Keep in mind that anything put in the git repository is shared with the public when you push your source code to GitHub and remains visible in the Git history. Pushing such information can be dramatic, as the removal enforce rewriting the history.

To check:
  • any data used in project don't break the terms of the licence.
  • there's no specific or personal information (in git comments, in README files...).
  • there's no secrets (password, private keys, tokens) (in configuration/environment files, scripts...).

👉 A good project description

Having a good project description is fundamental to provide users with easy-to-understand information on the purpose of the project, how to set up and use the project, or how developers can contribute.

To check:
  • A README.md:

    • with a complete easy-to-understand description of the project.
    • Badges for the CI/CD statuses, license... (badges are a great way to show pieces of information to developers at a glance)
  • A License file.

  • A Community Health file (e.g.
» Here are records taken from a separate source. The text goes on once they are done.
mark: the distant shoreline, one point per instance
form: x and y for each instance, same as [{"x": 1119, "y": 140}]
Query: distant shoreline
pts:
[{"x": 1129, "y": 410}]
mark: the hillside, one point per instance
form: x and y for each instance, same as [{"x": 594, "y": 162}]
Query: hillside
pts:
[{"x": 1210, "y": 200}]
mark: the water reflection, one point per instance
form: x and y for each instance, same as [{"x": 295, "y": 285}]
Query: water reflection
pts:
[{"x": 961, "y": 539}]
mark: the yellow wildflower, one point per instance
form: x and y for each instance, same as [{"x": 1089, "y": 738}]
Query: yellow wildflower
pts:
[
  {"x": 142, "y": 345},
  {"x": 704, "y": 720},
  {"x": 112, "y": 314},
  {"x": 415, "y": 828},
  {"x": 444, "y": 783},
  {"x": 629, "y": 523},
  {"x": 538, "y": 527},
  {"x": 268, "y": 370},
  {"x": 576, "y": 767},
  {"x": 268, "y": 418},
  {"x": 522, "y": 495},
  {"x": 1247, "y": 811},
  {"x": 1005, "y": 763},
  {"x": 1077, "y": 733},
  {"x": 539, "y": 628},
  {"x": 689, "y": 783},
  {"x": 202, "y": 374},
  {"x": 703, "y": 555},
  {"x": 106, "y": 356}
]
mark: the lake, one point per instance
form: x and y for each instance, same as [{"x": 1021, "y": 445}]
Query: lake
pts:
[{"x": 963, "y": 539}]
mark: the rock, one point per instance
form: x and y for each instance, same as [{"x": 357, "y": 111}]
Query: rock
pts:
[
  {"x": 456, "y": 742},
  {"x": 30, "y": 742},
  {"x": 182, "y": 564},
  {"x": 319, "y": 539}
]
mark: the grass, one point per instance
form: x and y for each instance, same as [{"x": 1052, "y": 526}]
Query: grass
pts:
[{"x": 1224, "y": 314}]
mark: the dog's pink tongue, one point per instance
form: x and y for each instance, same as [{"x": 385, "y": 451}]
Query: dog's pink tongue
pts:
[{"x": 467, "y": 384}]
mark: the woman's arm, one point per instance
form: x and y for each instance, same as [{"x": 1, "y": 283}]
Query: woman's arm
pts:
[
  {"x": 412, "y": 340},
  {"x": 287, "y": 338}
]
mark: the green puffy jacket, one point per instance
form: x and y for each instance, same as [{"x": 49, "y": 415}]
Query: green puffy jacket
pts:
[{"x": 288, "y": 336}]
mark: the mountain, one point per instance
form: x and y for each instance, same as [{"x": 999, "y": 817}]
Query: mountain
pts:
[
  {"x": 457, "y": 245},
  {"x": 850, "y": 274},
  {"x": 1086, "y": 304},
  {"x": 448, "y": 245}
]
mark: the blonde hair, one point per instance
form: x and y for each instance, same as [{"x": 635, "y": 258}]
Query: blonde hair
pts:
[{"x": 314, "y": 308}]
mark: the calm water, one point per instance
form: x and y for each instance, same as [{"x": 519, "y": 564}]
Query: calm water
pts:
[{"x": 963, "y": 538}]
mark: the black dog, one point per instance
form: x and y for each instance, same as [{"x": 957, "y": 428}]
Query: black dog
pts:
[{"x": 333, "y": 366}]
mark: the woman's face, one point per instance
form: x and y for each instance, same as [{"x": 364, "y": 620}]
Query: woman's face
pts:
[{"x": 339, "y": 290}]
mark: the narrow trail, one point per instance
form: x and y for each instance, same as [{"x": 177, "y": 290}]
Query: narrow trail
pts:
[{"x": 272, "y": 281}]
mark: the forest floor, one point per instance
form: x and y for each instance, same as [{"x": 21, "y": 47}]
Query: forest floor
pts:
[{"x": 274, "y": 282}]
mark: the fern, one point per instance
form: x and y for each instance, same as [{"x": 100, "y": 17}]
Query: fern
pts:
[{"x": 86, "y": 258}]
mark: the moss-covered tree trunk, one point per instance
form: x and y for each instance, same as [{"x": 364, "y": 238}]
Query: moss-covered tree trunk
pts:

Code of conduct).

👉 A clean Git History

Git Commit messages provide developers useful information about what has changed and why over time. It's crucial to have a project with good (and consistent) Commit Messages.

To check:
  • All commits follow our conventional commit specification.
  • All commits must be signed.
  • Project has a clean branching mode (e.g. one main branch, and feature branches merged into it).

👉 A complete CI/CD

CI/CD performs automatic tasks allowing to maintain a constant quality on what is developed and delivered. It allows developers to secure their contributions in their early stages by avoiding integration and deployment issues.

To check:
  • Project follows OKP4 CI/CD guidelines adopted.
  • The project passes all CI/CD steps successfully on the main branch.

👉 A set of Issues / PRs templates

To improve the quality of the issues and PRs management process, especially with regard to the community, it is important that each open-source repositories be configured to have customized issues and PRs templates.

To check:
  • Issues and PRs templates are configured for the repository (see: configuring-issue-templates-for-your-repositoryusing-templates-to-encourage-useful-issues-and-pull-requests/configuring-issue-templates-for-your-repository)
  • The templates comply with the standards adopted for all projects.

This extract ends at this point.